The site was given to the General Post Office (GPO) in 1949. At the time, the Post Office was also responsible for telephones as well as postal system. The two-tunnel shelter was extended by the addition of four tunnels at right-angles to the originals. It was completed by 1954, and in 1956 it became the termination point for the first transatlantic telephone cable - TAT1.

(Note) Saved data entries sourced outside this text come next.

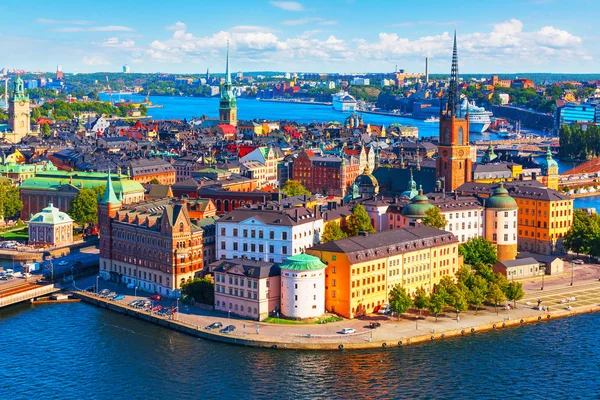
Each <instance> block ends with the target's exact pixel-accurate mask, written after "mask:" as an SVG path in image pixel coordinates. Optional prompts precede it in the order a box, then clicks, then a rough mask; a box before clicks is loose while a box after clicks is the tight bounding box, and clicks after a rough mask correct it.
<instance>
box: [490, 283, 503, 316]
mask: <svg viewBox="0 0 600 400" xmlns="http://www.w3.org/2000/svg"><path fill="white" fill-rule="evenodd" d="M488 300H489V301H490V302H491V303H492V304H494V306H496V315H498V304H500V303H502V302H503V301H505V300H506V295H505V294H504V292H503V291H502V289H501V288H500V286H498V284H496V283H492V284H491V285H490V290H489V292H488Z"/></svg>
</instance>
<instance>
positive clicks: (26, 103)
mask: <svg viewBox="0 0 600 400" xmlns="http://www.w3.org/2000/svg"><path fill="white" fill-rule="evenodd" d="M8 130H9V132H10V134H12V136H13V137H14V139H15V140H13V142H14V143H17V142H20V141H21V139H22V138H23V137H24V136H26V135H28V134H29V133H31V111H30V109H29V96H28V95H27V94H25V89H24V87H23V79H21V77H20V76H17V79H15V93H14V95H13V97H12V98H11V99H10V100H9V102H8ZM10 134H9V135H8V136H7V139H8V138H9V136H10ZM17 139H18V140H17Z"/></svg>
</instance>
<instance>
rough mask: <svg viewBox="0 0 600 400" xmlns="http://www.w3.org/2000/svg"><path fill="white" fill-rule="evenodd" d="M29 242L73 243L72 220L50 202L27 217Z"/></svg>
mask: <svg viewBox="0 0 600 400" xmlns="http://www.w3.org/2000/svg"><path fill="white" fill-rule="evenodd" d="M28 232H29V244H30V245H34V246H56V247H61V246H69V245H71V244H72V243H73V220H72V219H71V217H69V216H68V215H67V214H66V213H64V212H61V211H60V210H59V209H58V208H56V207H54V206H53V205H52V203H50V204H48V207H46V208H44V209H43V210H42V211H40V212H39V213H37V214H35V215H34V216H32V217H31V218H30V219H29V223H28Z"/></svg>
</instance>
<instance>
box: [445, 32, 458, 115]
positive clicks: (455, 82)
mask: <svg viewBox="0 0 600 400" xmlns="http://www.w3.org/2000/svg"><path fill="white" fill-rule="evenodd" d="M447 115H448V116H449V117H450V116H454V117H458V116H460V96H459V92H458V52H457V50H456V29H454V48H453V49H452V72H451V73H450V83H449V85H448V114H447Z"/></svg>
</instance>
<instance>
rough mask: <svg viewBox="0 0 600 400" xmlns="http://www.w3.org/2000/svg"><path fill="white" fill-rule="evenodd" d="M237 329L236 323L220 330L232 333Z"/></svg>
mask: <svg viewBox="0 0 600 400" xmlns="http://www.w3.org/2000/svg"><path fill="white" fill-rule="evenodd" d="M233 331H235V326H234V325H227V326H226V327H225V328H223V329H221V330H220V331H219V332H221V333H231V332H233Z"/></svg>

Throughout the 1960s, 1970s and early 1980s, Kingsway Trunk Switching Centre (as it became known) was a trunk switching centre and repeater station with Post Office engineering staff totalling over 200 at its peak. Also located on site was the Radio Interference Investigation Group, whose function was to prevent television viewers and radio listeners in north and central London from suffering interference to their service from external sources such as thermostats, fluorescent tubes and injection moulding equipment. The country's first Radiopaging terminal was also installed on this site in the 1970s.
The site had a staff restaurant, tea bar, games room and licensed bar. Its bar claimed to be the deepest in the United Kingdom, located at approximately 200 feet below street level. The site contained an artesian well and rations to maintain several hundred people for many months, ensuring a safe environment in case of nuclear attack.
By the early 1980s the site was subject to a phased closure after large quantities of blue asbestos were found on the site. By 1995 only the main distribution frame was still in service. This reportedly has been removed.
In October 2008, British Telecom announced that the tunnels were for sale.